Starting the web server with below command creates two endpoints
/geocoder/v1
- geocoding which can take two arguments address
and n
number of results
/reverse-geocoder/v1
- geocoding which takes arguments lat
,lon
,n
and radius
java -Dvertx.options.blockedThreadCheckInterval=9999 \
-Djava.library.path="/path/to/jniLibs" \
-jar /path/to/location-tools-1.0-SNAPSHOT.jar \
-conf vertx-conf.json
Edit vertx-conf.json
file to run on different host and port.
Testing geocoding endpoint:
curl http://localhost:8080/geocoder/v1?n=1&address=1%20Batterymarch%20Park%20Quincy%20MA
Respose:
{
"version": "1.0",
"input": "1 Batterymarch Park Quincy MA",
"results": [
{
"ADDRESS_SCORE": "60.0",
"BLKGRPCE": "1",
"BLKGRPCE10": "1",
"BLOCKCE10": "1022",
"COUNTY": "Norfolk",
"COUNTYFP": "021",
"FULLNAME": "Batterymarch Park",
"GEOMETRY": "LINESTRING (-71.02700999999999 42.23033999999999, -71.02670999999998 42.230299999999986, -71.02660999999999 42.23028)",
"INTPTLAT": "42.23122024536133",
"INTPTLON": "-71.02692413330078",
"LFROMADD": "1",
"LINT_LAT": "42.23033893043786",
"LINT_LON": "-71.027001978284",
"LTOADD": "99",
"NAME": "Massachusetts",
"PLACE": "Quincy",
"RFROMADD": "",
"RTOADD": "",
"SEARCH_SCORE": "57.5",
"STATEFP": "25",
"STUSPS": "MA",
"SUFFIX1CE": "",
"TRACTCE": "418003",
"UACE10": "09271",
"ZCTA5CE10": "02169",
"ZIPL": "02169",
"ZIPR": "",
"ip_postal_city": "quincy",
"ip_postal_house_number": "1",
"ip_postal_road": "batterymarch park",
"ip_postal_state": "ma"
}
]
}
Testing Reverse geocoding endpoint:
curl http://localhost:8080/reverse-geocoder/v1?lat=42.2303&lon=-71.0269&radius=0.01&n=1
Response:
{
"version": "1.0",
"input": "42.2303, -71.0269",
"results": [
{
"BLKGRPCE": "1",
"BLKGRPCE10": "1",
"BLOCKCE10": "1022",
"COUNTY": "Norfolk",
"COUNTYFP": "021",
"FULLNAME": "Batterymarch Park",
"GEOMETRY": "LINESTRING (-71.02700999999999 42.23033999999999, -71.02670999999998 42.230299999999986, -71.02660999999999 42.23028)",
"INTPTLAT": "42.23122024536133",
"INTPTLON": "-71.02692413330078",
"LFROMADD": "1",
"LTOADD": "99",
"NAME": "Massachusetts",
"PLACE": "Quincy",
"RFROMADD": "",
"RTOADD": "",
"STATEFP": "25",
"STUSPS": "MA",
"SUFFIX1CE": "",
"TRACTCE": "418003",
"UACE10": "09271",
"ZCTA5CE10": "02169",
"ZIPL": "02169",
"ZIPR": ""
}
]
}
Our assumption is you have already setup a CDH cluster with SparkOnYARN enabled.

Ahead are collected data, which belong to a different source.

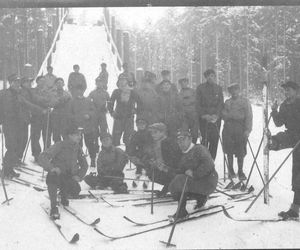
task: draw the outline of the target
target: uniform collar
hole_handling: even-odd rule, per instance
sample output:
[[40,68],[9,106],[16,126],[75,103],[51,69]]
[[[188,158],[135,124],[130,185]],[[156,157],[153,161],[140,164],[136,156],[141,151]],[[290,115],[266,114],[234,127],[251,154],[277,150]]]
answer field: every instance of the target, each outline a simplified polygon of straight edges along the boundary
[[194,146],[195,146],[195,144],[191,143],[191,145],[189,146],[189,148],[186,151],[184,151],[183,153],[184,154],[188,153]]

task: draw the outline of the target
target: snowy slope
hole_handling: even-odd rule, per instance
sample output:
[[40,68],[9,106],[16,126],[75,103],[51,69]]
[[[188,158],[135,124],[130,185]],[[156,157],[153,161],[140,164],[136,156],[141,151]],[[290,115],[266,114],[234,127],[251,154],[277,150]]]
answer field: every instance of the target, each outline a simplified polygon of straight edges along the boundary
[[[80,37],[80,39],[78,39]],[[82,38],[86,39],[82,39]],[[112,66],[113,58],[106,42],[103,27],[97,26],[75,26],[65,25],[58,43],[56,57],[54,59],[54,74],[61,76],[67,81],[68,74],[72,71],[72,65],[78,63],[81,72],[85,74],[88,82],[89,93],[94,88],[94,79],[99,73],[100,63],[105,61],[108,64],[110,74],[110,93],[115,87],[117,72]],[[261,107],[253,106],[254,128],[250,136],[250,142],[254,151],[258,147],[262,136],[262,111]],[[111,120],[110,120],[111,128]],[[275,133],[271,122],[271,131]],[[275,171],[289,150],[270,153],[270,171]],[[31,157],[27,160],[28,165]],[[262,157],[258,159],[262,164]],[[252,156],[248,150],[245,169],[248,173],[252,164]],[[36,166],[32,166],[38,169]],[[262,166],[261,171],[263,171]],[[223,177],[223,154],[221,147],[218,150],[216,168],[219,176]],[[127,177],[133,177],[134,171],[125,171]],[[35,180],[32,177],[22,174],[25,179]],[[234,203],[235,208],[231,213],[239,217],[259,217],[274,218],[277,212],[286,209],[291,201],[290,192],[291,179],[291,159],[288,160],[278,177],[271,184],[270,206],[263,204],[260,198],[248,214],[244,210],[249,202]],[[250,184],[254,185],[256,191],[262,187],[260,177],[254,169]],[[41,184],[42,185],[42,184]],[[128,182],[131,187],[131,182]],[[86,185],[82,185],[86,189]],[[2,188],[2,187],[1,187]],[[37,192],[32,188],[27,188],[13,182],[9,182],[7,187],[10,197],[14,197],[10,206],[0,207],[0,249],[165,249],[159,240],[167,240],[170,228],[150,232],[133,238],[117,241],[109,241],[97,234],[92,228],[83,225],[81,222],[69,216],[62,209],[62,220],[67,225],[70,233],[78,232],[80,240],[75,246],[66,243],[58,234],[57,229],[51,224],[40,204],[49,204],[46,192]],[[106,195],[107,200],[116,204],[116,196]],[[4,200],[2,190],[0,200]],[[226,201],[226,197],[216,198],[208,201],[208,205]],[[123,235],[129,232],[142,230],[140,227],[132,226],[122,219],[123,215],[128,215],[137,221],[146,222],[165,218],[173,214],[176,209],[175,204],[156,205],[154,215],[150,215],[150,207],[133,207],[131,203],[124,203],[125,207],[111,208],[103,202],[92,200],[71,201],[71,206],[76,208],[90,221],[97,217],[101,218],[98,225],[100,230],[111,235]],[[191,203],[189,210],[192,210]],[[150,228],[151,226],[148,226]],[[234,222],[227,219],[223,214],[200,219],[187,224],[180,224],[176,227],[173,242],[179,249],[191,248],[282,248],[300,247],[300,227],[298,222]]]

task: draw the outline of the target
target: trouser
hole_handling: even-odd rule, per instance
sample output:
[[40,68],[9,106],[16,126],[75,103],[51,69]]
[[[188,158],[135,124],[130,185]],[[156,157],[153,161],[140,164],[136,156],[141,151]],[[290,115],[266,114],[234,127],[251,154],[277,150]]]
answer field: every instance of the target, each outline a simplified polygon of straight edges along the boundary
[[192,135],[192,142],[197,143],[199,122],[195,112],[186,112],[184,115],[183,130],[190,131]]
[[23,154],[26,148],[26,144],[28,141],[28,123],[23,122],[20,124],[20,134],[18,139],[18,158],[21,160],[23,158]]
[[202,136],[201,144],[208,148],[211,157],[215,160],[217,156],[221,120],[218,120],[216,123],[208,123],[200,118],[199,125]]
[[48,139],[47,139],[47,148],[51,145],[51,124],[50,121],[47,121],[47,114],[45,115],[35,115],[31,119],[31,151],[34,157],[38,157],[41,153],[40,138],[41,132],[43,137],[44,149],[46,148],[46,133],[47,133],[47,123],[48,125]]
[[68,199],[69,196],[76,198],[81,191],[79,183],[73,180],[71,175],[48,173],[46,184],[48,186],[51,208],[57,206],[57,189],[60,191],[62,200]]
[[18,122],[3,124],[6,148],[3,157],[3,172],[5,176],[7,176],[19,162],[19,139],[21,137],[21,128],[19,125]]
[[[119,170],[110,170],[102,173],[103,176],[114,176],[114,177],[124,177],[124,173]],[[88,184],[91,188],[95,188],[96,186],[100,187],[100,189],[105,189],[107,187],[111,187],[112,190],[118,191],[119,188],[124,185],[123,179],[114,179],[114,178],[103,178],[101,175],[90,174],[84,178],[86,184]]]
[[146,170],[146,175],[149,177],[151,181],[158,183],[160,185],[164,185],[166,187],[169,186],[170,182],[174,178],[175,174],[171,172],[160,171],[157,168],[154,168],[154,180],[152,178],[152,168]]
[[112,139],[113,145],[119,146],[120,140],[123,135],[123,142],[125,146],[129,144],[130,137],[134,132],[133,116],[121,119],[114,119]]
[[[90,158],[95,159],[96,158],[96,153],[97,153],[96,150],[97,150],[97,140],[98,140],[98,137],[97,137],[96,133],[95,132],[85,133],[83,135],[83,137],[84,137],[84,143],[85,143],[85,146],[88,149]],[[83,146],[82,140],[80,142],[80,146],[81,147]]]

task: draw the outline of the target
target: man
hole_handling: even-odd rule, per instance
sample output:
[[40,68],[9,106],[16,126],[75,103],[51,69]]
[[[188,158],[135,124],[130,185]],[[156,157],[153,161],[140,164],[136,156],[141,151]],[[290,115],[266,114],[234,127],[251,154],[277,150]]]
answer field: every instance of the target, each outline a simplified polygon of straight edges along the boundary
[[177,130],[183,124],[184,111],[178,93],[172,90],[170,81],[165,80],[162,82],[158,104],[159,121],[167,125],[168,136],[175,139]]
[[96,131],[98,133],[96,140],[96,147],[97,152],[99,152],[99,143],[98,143],[98,136],[99,136],[99,127],[100,127],[100,134],[104,134],[108,131],[106,113],[107,113],[107,103],[109,102],[109,94],[106,91],[106,83],[103,78],[97,77],[96,78],[96,89],[93,90],[89,94],[89,98],[91,99],[92,103],[96,109]]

Please see Cloudera documentation how to Run Spark application on YARN
Note: In order to run the Spark Application, all the nodes in the cluster needs to have the previously built lucene index at the same path. This path is then set for lucene.index.dir key in the [batch-geocode] section of driver.ini
In addition to Lucene index, all the nodes in the cluster need to have libpostal installed and must have the jpostal java bindings from
jpostal/src/main/jniLibs
after compilation. The jniLibs path is passed as config tospark2-submit
as--conf spark.driver.extraLibraryPath=/path/to/jniLibs
.
The format of input files should be tsv (tab separated values), first column is taken as address
and second as join_key
.
This application outputs data directly to hive. You need to change the hive.output.table
for each run or else the spark application will fail with AnalysisException: Table already exists
spark2-submit --master yarn \
--deploy-mode cluster \
--class "org.nfpa.spatial.Driver" \
--num-executors 80 \
--executor-memory 18G \
--executor-cores 2 \
--files=driver.ini \
--conf "spark.storage.memoryFraction=1" \
--conf "spark.yarn.executor.memoryOverhead=2048" \
--conf spark.executor.extraLibraryPath=/path/to/jniLibs \
--conf spark.driver.extraLibraryPath=/path/to/jniLibs \
path/to/location-tools-1.0-SNAPSHOT.jar --batch-geocode driver.ini
You should run spark2-submit in either headless mode or in tmux session since batch jobs may take several hours to execute.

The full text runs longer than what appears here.